Fig. 6: Effects of csa1 amplification on the immunostimulatory capacity of strains.

a Confluent lawns of HEK-hTLR2 cells were stimulated for 18 h with 0.5% culture filtrates of csa1 copy number variants grown to stationary phase. IL-8 protein levels within the supernatants were quantified by ELISA (R&D Systems). IL-8 amounts are displayed as bars referring to the left Y-axis, data derived from a single stimulation experiment are shown. For each lineage, two parallel bacterial cultures (labeled with A and B) were used for stimulation and the csa1 copy number of each independent culture determined by qPCR (displayed as filled circle referring to the right Y-axis). Source data are provided as a Source Data file. b IL-8 protein levels shown in (a) are expressed in function of the csa1 copy number of the stimulating strain. Sample sizes were the following: 0 - n = 2; 1–30 - n = 7; 91–121 - n = 10; 121–151 - n = 3; 181–210 - n = 2). Mean and SEM is shown, statistical analysis was performed using one-way ANOVA (F = 7,710; DF=23) followed by Bonferroni’s multiple comparison test.
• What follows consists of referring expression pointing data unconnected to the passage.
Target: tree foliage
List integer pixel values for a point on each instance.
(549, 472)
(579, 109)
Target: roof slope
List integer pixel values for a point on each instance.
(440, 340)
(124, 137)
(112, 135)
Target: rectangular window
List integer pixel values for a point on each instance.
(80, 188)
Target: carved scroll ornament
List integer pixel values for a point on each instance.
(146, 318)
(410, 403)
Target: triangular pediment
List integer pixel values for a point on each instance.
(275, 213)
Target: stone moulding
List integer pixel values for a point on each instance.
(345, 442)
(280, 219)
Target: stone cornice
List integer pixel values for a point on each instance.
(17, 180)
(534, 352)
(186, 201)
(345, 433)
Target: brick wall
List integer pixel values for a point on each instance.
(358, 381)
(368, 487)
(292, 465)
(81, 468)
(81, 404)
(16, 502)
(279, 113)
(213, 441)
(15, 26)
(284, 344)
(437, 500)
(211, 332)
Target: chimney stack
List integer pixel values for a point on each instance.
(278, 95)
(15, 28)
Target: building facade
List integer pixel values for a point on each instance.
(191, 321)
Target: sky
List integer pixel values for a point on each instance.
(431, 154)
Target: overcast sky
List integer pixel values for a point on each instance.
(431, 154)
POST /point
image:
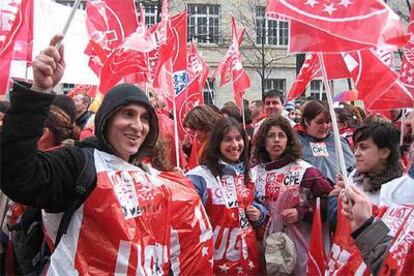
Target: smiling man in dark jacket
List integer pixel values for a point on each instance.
(123, 224)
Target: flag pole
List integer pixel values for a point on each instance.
(69, 20)
(177, 152)
(402, 127)
(338, 145)
(243, 113)
(210, 92)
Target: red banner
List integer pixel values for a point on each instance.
(328, 26)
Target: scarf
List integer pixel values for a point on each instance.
(374, 182)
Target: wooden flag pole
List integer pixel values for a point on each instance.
(402, 127)
(338, 145)
(69, 20)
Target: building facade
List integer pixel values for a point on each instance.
(264, 48)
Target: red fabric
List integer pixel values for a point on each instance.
(309, 70)
(89, 90)
(132, 224)
(181, 81)
(235, 244)
(407, 66)
(167, 46)
(18, 40)
(192, 248)
(193, 159)
(119, 64)
(109, 22)
(166, 126)
(196, 65)
(327, 26)
(335, 69)
(343, 245)
(316, 253)
(231, 66)
(378, 85)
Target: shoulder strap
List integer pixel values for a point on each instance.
(85, 183)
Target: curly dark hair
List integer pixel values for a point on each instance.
(212, 155)
(384, 135)
(293, 149)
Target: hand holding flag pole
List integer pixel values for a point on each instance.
(338, 145)
(69, 21)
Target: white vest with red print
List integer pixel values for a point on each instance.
(268, 184)
(235, 245)
(122, 228)
(346, 259)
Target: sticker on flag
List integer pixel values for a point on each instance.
(180, 81)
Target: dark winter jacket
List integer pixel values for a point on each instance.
(47, 180)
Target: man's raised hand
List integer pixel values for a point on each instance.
(48, 67)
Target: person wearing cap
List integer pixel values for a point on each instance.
(123, 223)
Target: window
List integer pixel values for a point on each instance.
(70, 3)
(66, 87)
(203, 23)
(270, 32)
(151, 13)
(208, 92)
(317, 90)
(279, 84)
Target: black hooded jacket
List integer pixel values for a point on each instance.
(47, 180)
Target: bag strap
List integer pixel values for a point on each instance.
(85, 183)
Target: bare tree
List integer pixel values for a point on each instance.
(256, 51)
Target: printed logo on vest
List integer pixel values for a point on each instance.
(136, 195)
(319, 149)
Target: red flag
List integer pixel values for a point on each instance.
(89, 90)
(309, 70)
(193, 159)
(231, 66)
(197, 66)
(377, 84)
(335, 26)
(17, 43)
(119, 64)
(316, 252)
(108, 23)
(335, 69)
(179, 24)
(407, 71)
(166, 41)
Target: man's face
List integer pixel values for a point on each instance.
(80, 104)
(255, 109)
(127, 130)
(273, 106)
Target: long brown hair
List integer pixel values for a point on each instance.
(293, 149)
(212, 154)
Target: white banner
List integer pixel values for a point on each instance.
(49, 19)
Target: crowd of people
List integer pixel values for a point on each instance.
(112, 200)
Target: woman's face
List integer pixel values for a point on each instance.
(369, 158)
(319, 126)
(232, 145)
(276, 141)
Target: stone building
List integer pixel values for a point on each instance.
(264, 49)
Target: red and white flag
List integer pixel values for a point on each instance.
(316, 252)
(407, 66)
(108, 23)
(335, 69)
(338, 25)
(378, 85)
(197, 67)
(17, 42)
(231, 67)
(310, 69)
Source data are provided as a Source Data file. c 5 × 10⁵ HL60 cells were stimulated for 5 h with 1.5% culture filtrates of csa1 copy number variants (∆lpl1lpl2lpl3 background) grown to stationary phase. IL-8 protein levels within the supernatants were quantified using ELISA (R&D Systems). Data represent three independent supernatants of each copy number variant used in three independent stimulations (n = 9 in each group). Mean and SEM are shown. Statistical analysis was performed using one-way ANOVA (F = 3,632; DF = 38) followed by Bonferroni’s multiple comparison test. Source data are provided as a Source Data file. d Polymorphonuclear cells (PMNs) were isolated from fresh blood of healthy human volunteers. 5 × 10⁵ PMNs were stimulated for 5 h with 1.5% culture filtrates of csa1 copy number variants (∆lplΔlpp3∆lpp4 background) grown to stationary phase. IL-8 protein levels within the supernatants were quantified using by ELISA (R&D Systems). Data represent three independent supernatants of each copy number variant used on PMNs of a single donor. Mean and SEM are shown. Statistical analysis was performed using one-way ANOVA (F = 15,74; DF = 11) followed by Bonferroni’s multiple comparison test. The experiment was repeated thrice with PMNs from different donors with similar results. Source data are provided as a Source Data file.